The Moon's climate influence detected
New analysis suggests that the Moon might be an unappreciated factor in climate change and, according to researchers from the Universities of East Anglia and Reading, its influence “cannot be discounted as an important driver of multidecadal variability of global temperature.”
It’s a suggestion that is bound to prompt debate and a possible reassessment of the relative influence of human factors on climate change in the past and the future when the lunar effect is included.
It arises from the so-called lunar nodal cycle of 18.6 years caused by variations in the angle of the Moon’s orbital plane. During this period the Moon's orbit "wobbles" between plus or minus 5 degrees relative to the Earth's equator. When the lunar plane tilts away from the equatorial plane, the tides on Earth are reduced. When the Moon's orbit is aligned with the Earth's equator, the tides are exaggerated.
It is suggested that the lunar connection to climate is through the modulation of ocean tides the dissipation of which are a major influence in mixing in the world’s oceans. Some studies have been carried out suggesting a lunar link with the circulation of the Pacific Ocean. Now the researchers detect this cyclic signal in global and regional surface air temperature having amplitudes of 0.1 degree C and also in ocean heat uptake and ocean heat content.
The possible lunar signal in global surface air temperature and heat uptake are coincident with the so-called hiatus – the slowdown in global warming in the first decade of the 21st century.

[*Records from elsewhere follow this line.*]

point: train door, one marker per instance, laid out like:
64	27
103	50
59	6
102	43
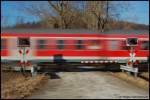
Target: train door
23	49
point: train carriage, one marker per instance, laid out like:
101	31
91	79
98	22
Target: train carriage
81	46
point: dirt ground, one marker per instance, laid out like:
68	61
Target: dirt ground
89	85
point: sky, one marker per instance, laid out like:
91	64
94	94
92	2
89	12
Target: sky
138	12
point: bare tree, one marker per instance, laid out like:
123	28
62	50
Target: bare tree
65	12
103	12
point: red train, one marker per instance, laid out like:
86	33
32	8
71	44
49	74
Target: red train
82	46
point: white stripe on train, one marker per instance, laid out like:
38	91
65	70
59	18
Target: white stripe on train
106	61
97	59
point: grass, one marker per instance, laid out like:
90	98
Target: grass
131	79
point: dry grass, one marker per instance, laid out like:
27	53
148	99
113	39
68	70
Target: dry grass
145	74
136	81
17	86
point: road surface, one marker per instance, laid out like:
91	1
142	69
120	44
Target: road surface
88	85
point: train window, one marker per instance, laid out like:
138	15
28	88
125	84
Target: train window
23	42
124	46
132	41
60	44
94	44
3	43
79	44
145	45
113	45
41	44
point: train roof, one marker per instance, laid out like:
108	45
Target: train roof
73	31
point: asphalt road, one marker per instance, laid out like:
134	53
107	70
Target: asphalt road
89	85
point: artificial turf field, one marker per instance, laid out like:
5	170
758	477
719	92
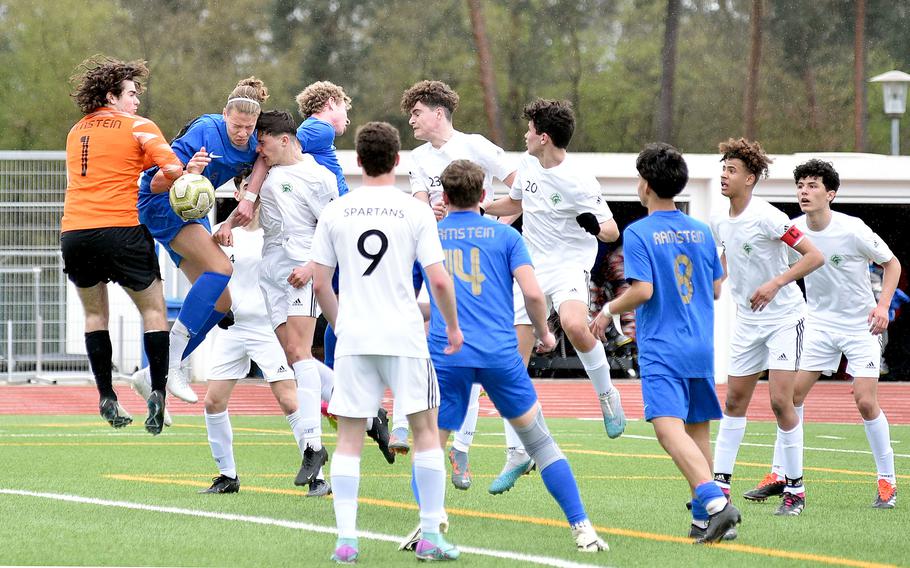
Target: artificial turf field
75	492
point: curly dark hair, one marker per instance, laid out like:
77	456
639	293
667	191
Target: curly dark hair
99	75
820	169
553	118
663	167
749	152
434	94
377	144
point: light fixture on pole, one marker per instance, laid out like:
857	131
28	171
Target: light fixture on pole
894	87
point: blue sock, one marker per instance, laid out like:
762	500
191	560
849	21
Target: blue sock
561	484
414	486
699	513
197	339
328	343
200	300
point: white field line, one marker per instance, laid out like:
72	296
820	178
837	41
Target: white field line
296	525
753	444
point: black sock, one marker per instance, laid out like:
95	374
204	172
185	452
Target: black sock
156	350
99	349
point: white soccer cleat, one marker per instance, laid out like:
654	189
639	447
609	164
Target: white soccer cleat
141	383
178	384
586	538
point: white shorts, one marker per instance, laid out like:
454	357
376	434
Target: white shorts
234	348
823	349
282	299
756	347
361	380
558	285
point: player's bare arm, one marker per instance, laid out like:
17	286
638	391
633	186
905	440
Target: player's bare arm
504	206
536	305
163	180
812	259
637	294
444	292
878	317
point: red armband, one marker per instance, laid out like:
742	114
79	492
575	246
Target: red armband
792	236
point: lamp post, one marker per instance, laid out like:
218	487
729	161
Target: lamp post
894	88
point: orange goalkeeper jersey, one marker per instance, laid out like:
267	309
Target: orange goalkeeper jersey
105	153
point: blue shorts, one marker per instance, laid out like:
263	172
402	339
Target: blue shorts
155	213
509	388
691	400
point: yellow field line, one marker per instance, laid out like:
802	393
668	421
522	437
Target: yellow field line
540	521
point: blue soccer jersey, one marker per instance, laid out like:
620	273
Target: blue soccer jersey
481	256
675	328
317	137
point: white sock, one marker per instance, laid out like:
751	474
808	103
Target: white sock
879	435
345	473
430	476
513	442
221	440
179	337
729	436
465	436
598	368
309	400
399	418
326	379
296	422
791	443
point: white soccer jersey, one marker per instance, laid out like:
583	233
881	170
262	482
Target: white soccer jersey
840	292
374	235
551	198
246	298
292	200
428	163
755	244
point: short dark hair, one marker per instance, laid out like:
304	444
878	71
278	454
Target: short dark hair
462	182
553	118
434	94
749	152
276	123
377	144
820	169
99	75
664	168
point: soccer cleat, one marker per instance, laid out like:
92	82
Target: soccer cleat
461	469
435	547
380	434
398	441
770	486
518	463
614	417
586	539
720	523
156	418
115	415
792	505
887	495
319	488
141	383
178	384
223	484
345	551
309	467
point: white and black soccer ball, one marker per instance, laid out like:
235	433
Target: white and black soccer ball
192	196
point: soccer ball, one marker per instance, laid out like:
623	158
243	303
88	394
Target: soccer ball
192	196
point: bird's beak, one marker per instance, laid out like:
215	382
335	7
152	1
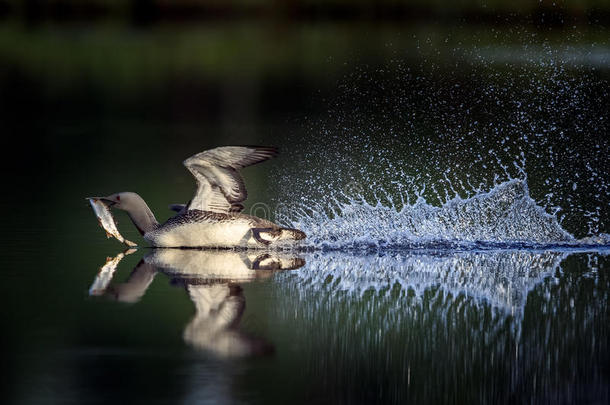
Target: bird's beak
105	200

Extrapolating this influence into the future the researchers say,
Our results suggest that the contribution of the lunar nodal cycle to global temperature should be negative in the mid-2020s before becoming positive again in the early-2030s."
The signal is also present and possibly influencing warmer than average Arctic surface temperatures at the same time as the global warming hiatus. Enhanced energy input in the Arctic is found during the period 2007-2011. The all-time low in Arctic ice extend was in 2012 and has not yet been surpassed.
The researchers say that the lunar effect should be implemented in future climate models “in order that they better represent the effect of this repeatable and predictable source of climate variability on the impacts of climate change.”